Erm, wait, I think you were soliciting a more literal answer. :)
"create-react-app" is the Javascript framework/jet. If you want to go for the ride, then you declare a single-dependency on "create-react-app", and they will decide when/what/how to upgrade components in the framework. If you don't want to ride along with "create-react-app"s framework, then you "eject". They'll give you a little bundle (the concrete list of dependencies) and send you off on your way.
(In this context, I think what is being "ejected" is the build dependency automatically added by create-react-app.)
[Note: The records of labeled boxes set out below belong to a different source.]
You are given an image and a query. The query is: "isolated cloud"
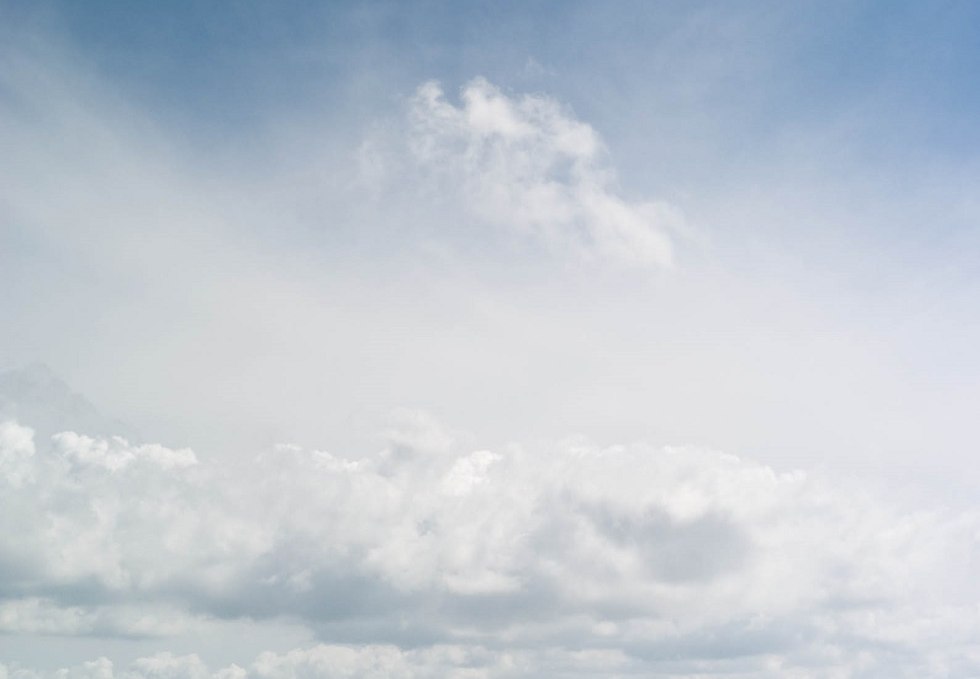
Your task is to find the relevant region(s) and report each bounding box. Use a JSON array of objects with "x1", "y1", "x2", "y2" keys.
[
  {"x1": 0, "y1": 415, "x2": 980, "y2": 677},
  {"x1": 402, "y1": 78, "x2": 681, "y2": 266}
]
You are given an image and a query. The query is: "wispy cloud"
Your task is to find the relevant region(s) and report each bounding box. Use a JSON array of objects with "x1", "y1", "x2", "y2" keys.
[{"x1": 398, "y1": 78, "x2": 682, "y2": 266}]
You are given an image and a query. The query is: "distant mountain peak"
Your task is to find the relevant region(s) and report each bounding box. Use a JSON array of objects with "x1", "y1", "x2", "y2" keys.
[{"x1": 0, "y1": 363, "x2": 132, "y2": 437}]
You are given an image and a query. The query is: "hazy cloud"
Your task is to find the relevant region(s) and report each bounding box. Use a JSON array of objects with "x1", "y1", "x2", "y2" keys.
[
  {"x1": 402, "y1": 78, "x2": 682, "y2": 266},
  {"x1": 0, "y1": 413, "x2": 980, "y2": 676}
]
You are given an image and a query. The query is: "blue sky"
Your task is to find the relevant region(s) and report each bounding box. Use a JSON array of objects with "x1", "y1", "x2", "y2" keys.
[{"x1": 0, "y1": 2, "x2": 980, "y2": 679}]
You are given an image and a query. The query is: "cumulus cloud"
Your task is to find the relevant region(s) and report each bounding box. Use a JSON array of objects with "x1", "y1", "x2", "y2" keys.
[
  {"x1": 0, "y1": 413, "x2": 980, "y2": 677},
  {"x1": 402, "y1": 78, "x2": 682, "y2": 266}
]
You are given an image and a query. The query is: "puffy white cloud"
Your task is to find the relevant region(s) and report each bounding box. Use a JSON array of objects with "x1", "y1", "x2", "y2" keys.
[
  {"x1": 406, "y1": 78, "x2": 682, "y2": 265},
  {"x1": 0, "y1": 413, "x2": 980, "y2": 677}
]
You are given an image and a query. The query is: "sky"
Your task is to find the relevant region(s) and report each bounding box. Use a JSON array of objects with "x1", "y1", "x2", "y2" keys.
[{"x1": 0, "y1": 0, "x2": 980, "y2": 679}]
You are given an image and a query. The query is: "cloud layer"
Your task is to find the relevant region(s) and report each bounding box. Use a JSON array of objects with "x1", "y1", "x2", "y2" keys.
[{"x1": 0, "y1": 413, "x2": 980, "y2": 676}]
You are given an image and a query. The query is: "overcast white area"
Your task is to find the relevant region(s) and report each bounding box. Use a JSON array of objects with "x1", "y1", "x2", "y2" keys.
[{"x1": 0, "y1": 0, "x2": 980, "y2": 679}]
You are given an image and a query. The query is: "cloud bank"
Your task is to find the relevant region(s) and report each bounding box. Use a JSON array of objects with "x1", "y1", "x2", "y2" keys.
[{"x1": 0, "y1": 413, "x2": 980, "y2": 677}]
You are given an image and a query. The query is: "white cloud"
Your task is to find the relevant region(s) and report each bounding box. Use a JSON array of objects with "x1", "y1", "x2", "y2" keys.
[
  {"x1": 406, "y1": 78, "x2": 682, "y2": 266},
  {"x1": 0, "y1": 413, "x2": 980, "y2": 676}
]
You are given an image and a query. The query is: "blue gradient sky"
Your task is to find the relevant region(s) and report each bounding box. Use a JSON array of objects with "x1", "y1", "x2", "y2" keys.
[{"x1": 0, "y1": 0, "x2": 980, "y2": 676}]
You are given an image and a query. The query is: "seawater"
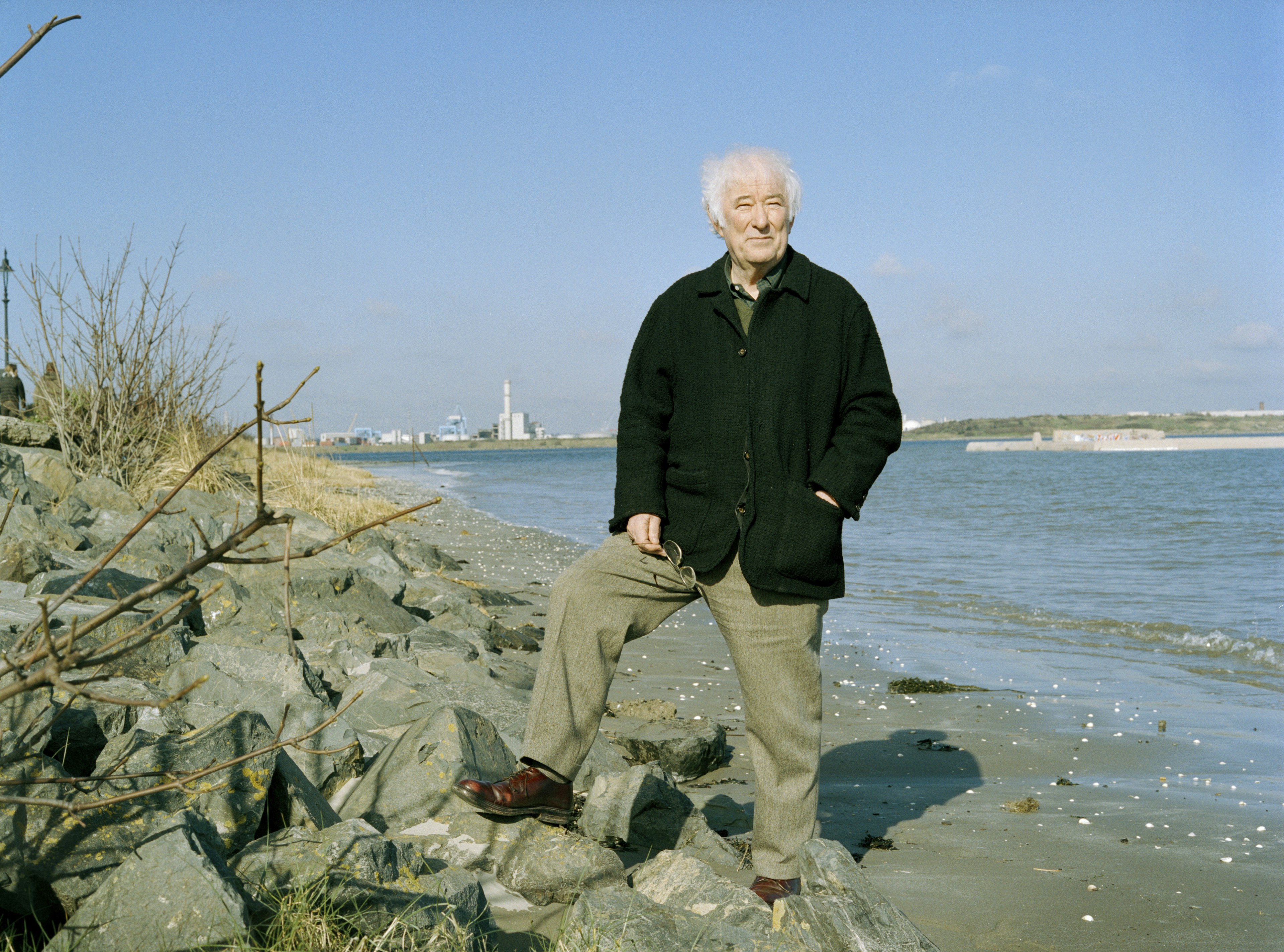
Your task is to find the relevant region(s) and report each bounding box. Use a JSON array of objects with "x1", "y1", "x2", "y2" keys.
[{"x1": 343, "y1": 441, "x2": 1284, "y2": 720}]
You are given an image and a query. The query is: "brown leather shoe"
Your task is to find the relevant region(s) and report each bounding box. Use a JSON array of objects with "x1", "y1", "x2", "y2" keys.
[
  {"x1": 750, "y1": 876, "x2": 800, "y2": 906},
  {"x1": 453, "y1": 767, "x2": 574, "y2": 826}
]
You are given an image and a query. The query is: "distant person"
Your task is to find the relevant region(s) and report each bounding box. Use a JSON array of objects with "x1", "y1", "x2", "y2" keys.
[
  {"x1": 31, "y1": 361, "x2": 62, "y2": 420},
  {"x1": 454, "y1": 149, "x2": 901, "y2": 905},
  {"x1": 0, "y1": 363, "x2": 27, "y2": 416}
]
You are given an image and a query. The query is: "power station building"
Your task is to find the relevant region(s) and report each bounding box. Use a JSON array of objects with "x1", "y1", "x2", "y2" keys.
[{"x1": 494, "y1": 380, "x2": 544, "y2": 439}]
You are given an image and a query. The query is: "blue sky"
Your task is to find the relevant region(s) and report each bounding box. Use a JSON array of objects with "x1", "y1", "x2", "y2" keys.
[{"x1": 0, "y1": 0, "x2": 1284, "y2": 432}]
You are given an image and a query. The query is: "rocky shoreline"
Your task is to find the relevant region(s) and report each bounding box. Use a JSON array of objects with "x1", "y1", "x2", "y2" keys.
[{"x1": 0, "y1": 447, "x2": 935, "y2": 952}]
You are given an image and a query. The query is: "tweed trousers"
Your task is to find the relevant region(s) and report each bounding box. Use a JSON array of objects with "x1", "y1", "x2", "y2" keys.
[{"x1": 521, "y1": 532, "x2": 830, "y2": 879}]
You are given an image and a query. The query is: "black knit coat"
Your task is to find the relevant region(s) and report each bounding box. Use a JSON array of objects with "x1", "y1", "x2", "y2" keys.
[{"x1": 610, "y1": 248, "x2": 901, "y2": 599}]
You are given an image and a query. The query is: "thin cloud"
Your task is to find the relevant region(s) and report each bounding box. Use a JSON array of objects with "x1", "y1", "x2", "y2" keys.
[
  {"x1": 197, "y1": 270, "x2": 240, "y2": 288},
  {"x1": 1109, "y1": 334, "x2": 1163, "y2": 351},
  {"x1": 927, "y1": 294, "x2": 985, "y2": 337},
  {"x1": 945, "y1": 63, "x2": 1012, "y2": 86},
  {"x1": 366, "y1": 298, "x2": 405, "y2": 317},
  {"x1": 869, "y1": 252, "x2": 913, "y2": 278},
  {"x1": 1177, "y1": 287, "x2": 1222, "y2": 311},
  {"x1": 1217, "y1": 322, "x2": 1280, "y2": 351},
  {"x1": 1177, "y1": 360, "x2": 1244, "y2": 383}
]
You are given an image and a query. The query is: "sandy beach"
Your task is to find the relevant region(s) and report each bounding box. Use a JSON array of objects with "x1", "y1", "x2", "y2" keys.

I don't think it's a perfect analogy, but I see what the author is getting at - you need to break the abstraction of some packaging tool, but you want the functionality it provided to still work as well as possible.
You got it. I don't think it's the best analogy either but it is pithy and works if you squint.
The essence is:
1. create-react-app is a monolithic transformation of a bunch of disparate tools into a managed workflow.
2. You can update create-react-app like any other dependency and get updates to the workflow.
3. At any point, you can break the abstraction via `npm run eject`, which drops you down a level into the raw configuration for the "disparate tools" that create-react-app was acting as a veneer over. This ejection is a point in time transformation, you no longer get the managed workflow updates from (2).
The analogy was:
1. The Linux kernel package on $DISTRO is a monolithic transformation of Linux kernel source code to Linux kernel binaries.
2. You can get updates from the package manager.
3. At any point, you can break the abstraction by dropping down a level and forking the current packaging script to adjust the transformation (like applying a patch). This fork is a point in time transformation, you no longer get the package updates from (2).
"You're on your own, buddy. Good luck!"